What happened here today? We learned four things!
You can calculate the instantaneous speed between subsequent route points and, for example, draw a heatmap from these values (after averaging).
Having the measurement time at a given point, we can also try to check whether we reach a higher driving speed in the afternoon than in the morning. By adding data on the wind direction (this will be difficult - where to get such detailed data in location and time?) and calculating the azimuth of movement from two adjacent measurement points, we can determine whether the driving speed after adding/receiving wind force is constant or dependent on the time of day.

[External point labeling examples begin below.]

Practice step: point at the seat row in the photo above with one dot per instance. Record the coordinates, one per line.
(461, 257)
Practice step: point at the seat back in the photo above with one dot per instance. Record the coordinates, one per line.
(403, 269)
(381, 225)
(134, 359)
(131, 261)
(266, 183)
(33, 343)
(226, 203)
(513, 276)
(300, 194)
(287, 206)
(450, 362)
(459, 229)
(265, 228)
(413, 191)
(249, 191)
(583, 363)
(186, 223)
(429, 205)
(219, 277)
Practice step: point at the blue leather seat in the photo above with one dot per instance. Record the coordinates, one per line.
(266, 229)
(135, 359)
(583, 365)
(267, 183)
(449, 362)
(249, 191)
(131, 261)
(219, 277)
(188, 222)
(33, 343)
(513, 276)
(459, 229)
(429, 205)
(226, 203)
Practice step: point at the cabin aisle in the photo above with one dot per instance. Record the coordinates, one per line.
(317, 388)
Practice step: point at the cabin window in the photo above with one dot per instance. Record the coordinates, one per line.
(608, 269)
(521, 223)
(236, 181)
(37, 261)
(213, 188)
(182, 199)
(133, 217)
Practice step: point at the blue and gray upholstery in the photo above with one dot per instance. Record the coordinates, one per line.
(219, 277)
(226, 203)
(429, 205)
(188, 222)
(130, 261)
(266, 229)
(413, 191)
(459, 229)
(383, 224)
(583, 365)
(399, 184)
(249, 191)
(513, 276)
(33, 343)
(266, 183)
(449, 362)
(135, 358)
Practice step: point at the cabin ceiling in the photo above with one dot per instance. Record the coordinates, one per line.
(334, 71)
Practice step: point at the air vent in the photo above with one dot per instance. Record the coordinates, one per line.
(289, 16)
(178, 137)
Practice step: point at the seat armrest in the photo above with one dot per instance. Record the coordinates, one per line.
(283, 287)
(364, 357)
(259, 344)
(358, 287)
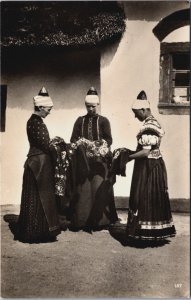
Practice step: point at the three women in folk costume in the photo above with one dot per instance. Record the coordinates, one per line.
(87, 162)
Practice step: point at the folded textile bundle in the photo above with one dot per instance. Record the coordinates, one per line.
(119, 161)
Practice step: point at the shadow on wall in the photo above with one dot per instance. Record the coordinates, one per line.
(151, 10)
(67, 75)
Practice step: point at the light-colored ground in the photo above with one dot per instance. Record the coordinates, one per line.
(101, 264)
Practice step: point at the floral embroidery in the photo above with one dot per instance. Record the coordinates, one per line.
(94, 148)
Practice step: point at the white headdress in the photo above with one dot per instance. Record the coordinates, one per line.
(92, 96)
(43, 99)
(141, 101)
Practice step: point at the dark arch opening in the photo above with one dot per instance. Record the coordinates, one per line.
(172, 22)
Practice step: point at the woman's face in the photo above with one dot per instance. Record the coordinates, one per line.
(139, 114)
(45, 111)
(91, 109)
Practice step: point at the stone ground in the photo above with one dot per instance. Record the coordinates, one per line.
(97, 265)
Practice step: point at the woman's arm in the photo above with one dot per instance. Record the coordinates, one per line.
(140, 154)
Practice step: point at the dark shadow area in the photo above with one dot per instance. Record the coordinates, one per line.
(118, 232)
(12, 220)
(151, 10)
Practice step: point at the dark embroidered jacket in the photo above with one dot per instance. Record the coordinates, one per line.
(38, 136)
(92, 128)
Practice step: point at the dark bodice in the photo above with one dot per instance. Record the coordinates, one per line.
(38, 135)
(92, 128)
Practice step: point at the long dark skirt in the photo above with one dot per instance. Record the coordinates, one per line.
(149, 214)
(93, 204)
(32, 224)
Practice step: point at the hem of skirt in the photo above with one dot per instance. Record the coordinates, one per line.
(150, 238)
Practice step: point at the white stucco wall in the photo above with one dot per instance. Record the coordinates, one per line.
(132, 67)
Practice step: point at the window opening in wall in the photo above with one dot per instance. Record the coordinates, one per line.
(174, 96)
(180, 78)
(3, 105)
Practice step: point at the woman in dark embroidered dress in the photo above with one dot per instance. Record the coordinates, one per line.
(38, 219)
(149, 214)
(93, 204)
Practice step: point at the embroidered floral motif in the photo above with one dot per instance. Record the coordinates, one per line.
(94, 148)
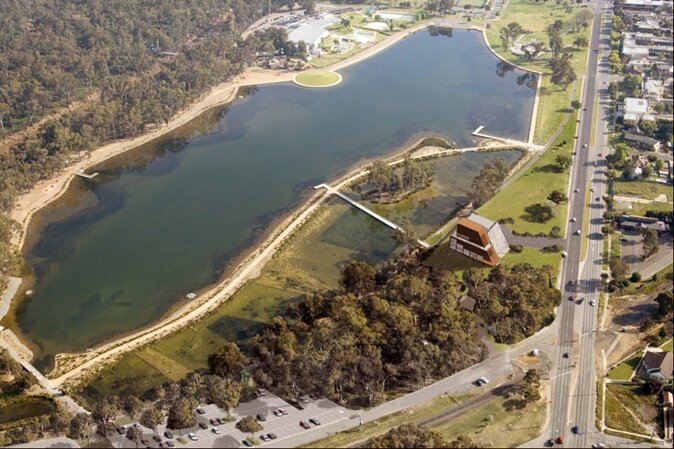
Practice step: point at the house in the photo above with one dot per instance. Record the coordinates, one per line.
(634, 110)
(642, 142)
(480, 239)
(656, 365)
(636, 223)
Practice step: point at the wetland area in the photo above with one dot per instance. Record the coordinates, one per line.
(117, 252)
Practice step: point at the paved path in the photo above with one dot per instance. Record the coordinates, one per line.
(532, 242)
(6, 300)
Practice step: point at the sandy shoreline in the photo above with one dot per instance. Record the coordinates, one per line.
(73, 366)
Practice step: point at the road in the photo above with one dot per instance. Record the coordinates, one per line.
(576, 374)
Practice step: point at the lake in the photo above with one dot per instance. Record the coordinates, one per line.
(166, 219)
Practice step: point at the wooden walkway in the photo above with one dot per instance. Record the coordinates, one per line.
(332, 191)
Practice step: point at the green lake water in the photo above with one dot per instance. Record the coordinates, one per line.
(164, 220)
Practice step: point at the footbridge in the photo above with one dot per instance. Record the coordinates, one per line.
(333, 191)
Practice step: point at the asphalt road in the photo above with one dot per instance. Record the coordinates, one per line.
(571, 407)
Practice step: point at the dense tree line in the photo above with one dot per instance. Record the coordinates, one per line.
(144, 61)
(396, 327)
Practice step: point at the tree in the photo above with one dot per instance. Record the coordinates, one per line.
(248, 424)
(151, 418)
(563, 161)
(80, 427)
(408, 435)
(105, 411)
(228, 362)
(539, 212)
(135, 434)
(224, 393)
(558, 197)
(181, 414)
(619, 269)
(132, 406)
(650, 243)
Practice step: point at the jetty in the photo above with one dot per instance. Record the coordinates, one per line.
(86, 175)
(333, 191)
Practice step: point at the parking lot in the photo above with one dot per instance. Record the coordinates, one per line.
(326, 411)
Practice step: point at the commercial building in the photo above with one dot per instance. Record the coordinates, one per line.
(480, 239)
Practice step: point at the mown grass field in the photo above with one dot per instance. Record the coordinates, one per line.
(536, 16)
(624, 370)
(645, 189)
(534, 186)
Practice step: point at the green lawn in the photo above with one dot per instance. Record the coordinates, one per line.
(382, 425)
(493, 424)
(317, 78)
(643, 189)
(624, 370)
(534, 186)
(620, 401)
(536, 16)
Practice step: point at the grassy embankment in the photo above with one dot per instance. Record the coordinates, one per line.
(628, 408)
(489, 424)
(536, 16)
(534, 186)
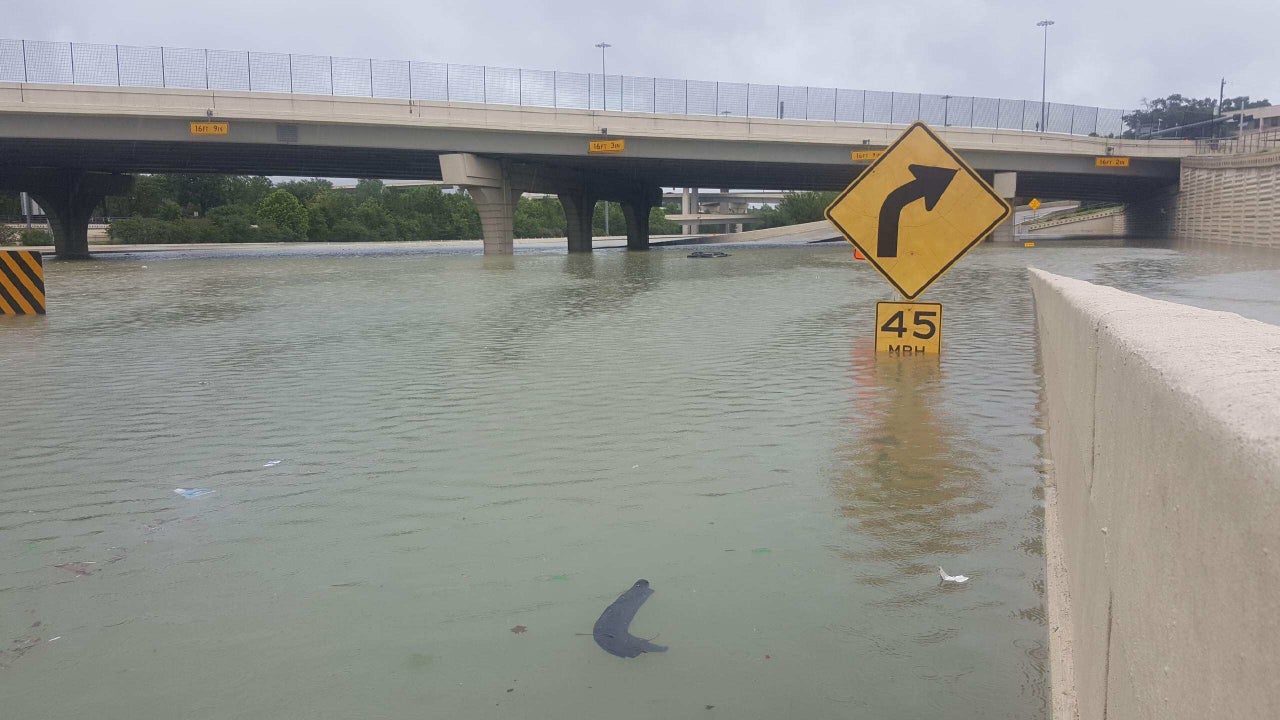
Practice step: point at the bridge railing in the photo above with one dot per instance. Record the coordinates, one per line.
(81, 63)
(1256, 141)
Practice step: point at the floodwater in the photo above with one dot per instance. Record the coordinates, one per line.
(476, 455)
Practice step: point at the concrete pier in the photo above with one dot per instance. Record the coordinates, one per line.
(1161, 533)
(68, 197)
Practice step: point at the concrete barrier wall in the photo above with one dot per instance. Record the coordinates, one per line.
(1230, 200)
(1162, 532)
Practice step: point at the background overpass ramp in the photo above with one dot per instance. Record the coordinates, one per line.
(132, 130)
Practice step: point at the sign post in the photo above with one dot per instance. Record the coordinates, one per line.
(913, 213)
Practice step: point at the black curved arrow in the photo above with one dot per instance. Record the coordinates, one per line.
(929, 183)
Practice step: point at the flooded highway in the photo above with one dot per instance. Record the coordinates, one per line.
(433, 470)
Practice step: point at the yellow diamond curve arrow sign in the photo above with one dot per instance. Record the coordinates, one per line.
(917, 210)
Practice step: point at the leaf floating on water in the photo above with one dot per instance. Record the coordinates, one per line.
(193, 492)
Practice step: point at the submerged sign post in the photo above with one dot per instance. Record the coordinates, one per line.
(914, 213)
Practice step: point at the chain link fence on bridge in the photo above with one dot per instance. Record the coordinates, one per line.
(80, 63)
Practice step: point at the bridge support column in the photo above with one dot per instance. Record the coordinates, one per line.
(636, 209)
(579, 209)
(689, 206)
(68, 197)
(1006, 186)
(489, 185)
(497, 206)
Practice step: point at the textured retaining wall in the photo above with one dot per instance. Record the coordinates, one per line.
(1162, 519)
(1232, 199)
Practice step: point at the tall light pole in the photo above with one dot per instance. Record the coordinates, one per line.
(604, 103)
(1043, 74)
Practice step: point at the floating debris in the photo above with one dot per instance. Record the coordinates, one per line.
(193, 492)
(78, 568)
(612, 630)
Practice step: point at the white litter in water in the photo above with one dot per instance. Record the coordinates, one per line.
(192, 492)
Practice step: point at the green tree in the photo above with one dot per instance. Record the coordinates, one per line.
(199, 194)
(247, 190)
(539, 217)
(375, 219)
(369, 190)
(305, 190)
(283, 210)
(328, 210)
(1176, 112)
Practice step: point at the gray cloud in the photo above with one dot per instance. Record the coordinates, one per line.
(1111, 54)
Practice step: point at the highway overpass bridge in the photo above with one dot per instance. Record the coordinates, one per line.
(69, 145)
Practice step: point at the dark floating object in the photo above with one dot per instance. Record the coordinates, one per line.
(612, 630)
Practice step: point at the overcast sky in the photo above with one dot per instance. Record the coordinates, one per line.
(1100, 53)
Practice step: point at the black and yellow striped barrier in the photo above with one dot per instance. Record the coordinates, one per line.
(22, 283)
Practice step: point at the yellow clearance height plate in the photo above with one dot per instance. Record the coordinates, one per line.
(1111, 162)
(210, 128)
(607, 146)
(909, 328)
(917, 210)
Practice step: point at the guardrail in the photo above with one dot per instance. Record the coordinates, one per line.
(1242, 144)
(1069, 218)
(127, 65)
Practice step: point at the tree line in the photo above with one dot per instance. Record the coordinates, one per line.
(1189, 114)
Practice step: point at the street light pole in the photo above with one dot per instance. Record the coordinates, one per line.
(604, 103)
(1043, 74)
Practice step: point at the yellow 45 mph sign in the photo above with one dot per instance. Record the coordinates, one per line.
(917, 210)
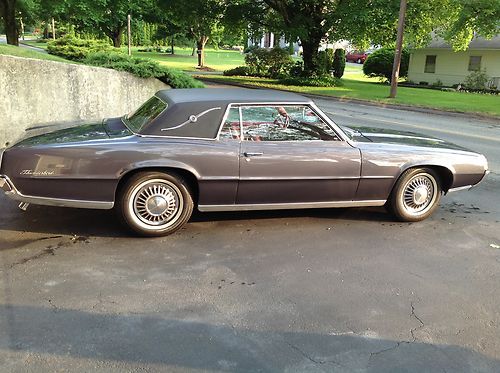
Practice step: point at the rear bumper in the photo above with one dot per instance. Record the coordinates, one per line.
(467, 187)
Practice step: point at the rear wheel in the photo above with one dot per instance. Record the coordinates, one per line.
(155, 204)
(416, 195)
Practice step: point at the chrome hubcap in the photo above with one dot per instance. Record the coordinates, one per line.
(156, 203)
(419, 193)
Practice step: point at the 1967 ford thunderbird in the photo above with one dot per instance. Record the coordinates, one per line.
(232, 149)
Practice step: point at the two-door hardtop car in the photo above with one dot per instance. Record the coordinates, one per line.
(232, 149)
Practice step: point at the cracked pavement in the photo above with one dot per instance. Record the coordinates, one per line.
(286, 291)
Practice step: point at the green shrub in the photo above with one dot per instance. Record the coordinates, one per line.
(143, 68)
(476, 80)
(317, 81)
(238, 71)
(271, 63)
(379, 63)
(338, 63)
(76, 49)
(297, 69)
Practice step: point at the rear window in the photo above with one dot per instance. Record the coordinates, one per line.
(145, 114)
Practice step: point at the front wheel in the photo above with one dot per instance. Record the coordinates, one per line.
(155, 204)
(416, 195)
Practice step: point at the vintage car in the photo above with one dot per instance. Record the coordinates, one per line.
(232, 149)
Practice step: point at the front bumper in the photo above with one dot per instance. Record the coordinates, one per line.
(10, 190)
(5, 184)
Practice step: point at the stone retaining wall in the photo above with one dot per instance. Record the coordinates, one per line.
(37, 91)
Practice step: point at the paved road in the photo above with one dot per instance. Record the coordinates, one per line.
(296, 291)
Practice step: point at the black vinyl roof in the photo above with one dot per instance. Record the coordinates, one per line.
(229, 96)
(208, 106)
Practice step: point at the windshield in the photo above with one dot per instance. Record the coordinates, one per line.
(145, 114)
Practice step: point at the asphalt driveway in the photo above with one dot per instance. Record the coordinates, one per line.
(298, 291)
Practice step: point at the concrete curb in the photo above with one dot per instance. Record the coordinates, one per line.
(368, 103)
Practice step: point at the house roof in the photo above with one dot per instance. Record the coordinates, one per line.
(476, 43)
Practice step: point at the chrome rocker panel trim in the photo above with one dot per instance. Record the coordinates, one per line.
(11, 192)
(287, 206)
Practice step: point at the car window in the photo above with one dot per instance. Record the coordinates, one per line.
(231, 127)
(145, 114)
(284, 123)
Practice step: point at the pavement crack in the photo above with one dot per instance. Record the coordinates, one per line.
(372, 354)
(45, 252)
(413, 330)
(54, 307)
(311, 359)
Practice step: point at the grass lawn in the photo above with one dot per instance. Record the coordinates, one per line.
(34, 43)
(219, 60)
(373, 91)
(12, 50)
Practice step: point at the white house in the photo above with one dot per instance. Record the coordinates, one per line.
(439, 63)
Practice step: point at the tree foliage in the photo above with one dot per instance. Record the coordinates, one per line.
(200, 18)
(339, 63)
(379, 63)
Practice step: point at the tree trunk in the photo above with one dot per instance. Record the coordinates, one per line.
(9, 15)
(310, 55)
(200, 45)
(116, 36)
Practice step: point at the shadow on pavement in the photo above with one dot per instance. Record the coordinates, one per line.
(104, 223)
(148, 339)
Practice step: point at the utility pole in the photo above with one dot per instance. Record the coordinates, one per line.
(399, 47)
(22, 25)
(128, 36)
(53, 29)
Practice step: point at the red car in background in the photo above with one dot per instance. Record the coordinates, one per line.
(357, 56)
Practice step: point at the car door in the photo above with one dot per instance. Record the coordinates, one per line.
(290, 155)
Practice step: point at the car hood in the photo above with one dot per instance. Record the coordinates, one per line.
(71, 133)
(381, 135)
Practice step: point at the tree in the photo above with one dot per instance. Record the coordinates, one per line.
(200, 18)
(8, 13)
(366, 22)
(473, 16)
(338, 63)
(379, 63)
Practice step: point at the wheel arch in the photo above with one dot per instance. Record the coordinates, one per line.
(446, 174)
(185, 174)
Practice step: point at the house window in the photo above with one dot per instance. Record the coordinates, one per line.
(474, 63)
(430, 64)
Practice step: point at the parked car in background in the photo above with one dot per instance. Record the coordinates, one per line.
(229, 150)
(357, 56)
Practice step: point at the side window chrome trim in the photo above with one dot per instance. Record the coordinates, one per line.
(319, 114)
(192, 119)
(325, 118)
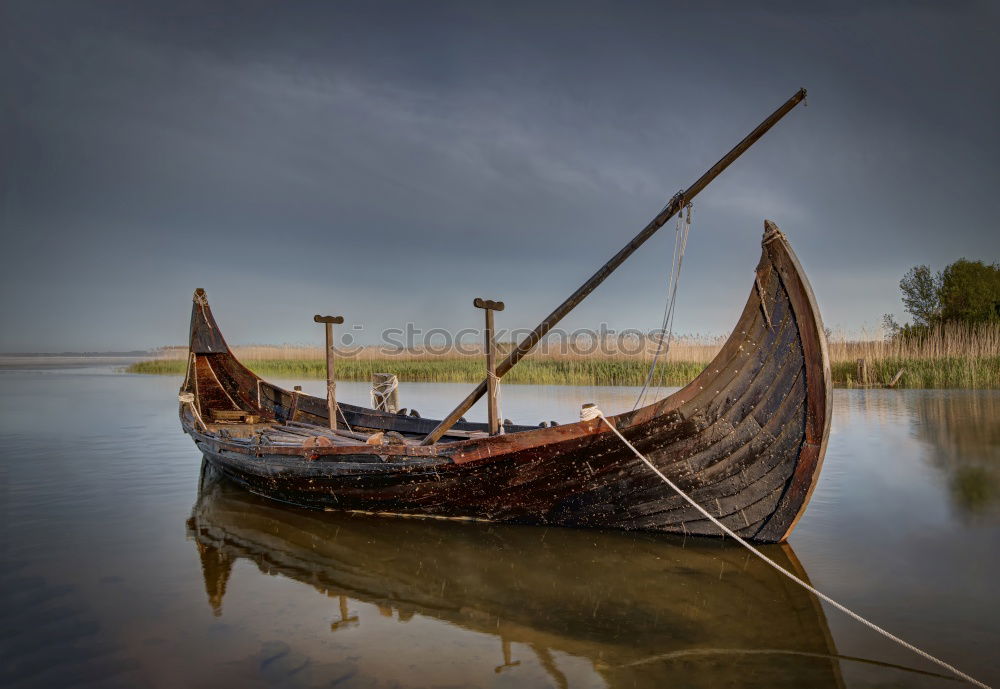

In the data we also have the value ele , or height. So we can calculate the height gradient at each point and again compare it to the speed.
In most cases these ideas are a bit absurd, but look what you can get with a series of measurement data with only four features: measurement time, longitude and latitude, and altitude above sea level. From these four parameters we derive the following: instantaneous speed, altitude change, azimuth of movement, time-related features (hour of the day, day of the week, month, season, year, time elapsed since the start of the route) which we can freely combine.
I am not talking about geographical features and for example the use of machine learning algorithms, such as the DBSCAN algorithm which would allow finding groups of closely adjacent points. These could be favorite places or something like that.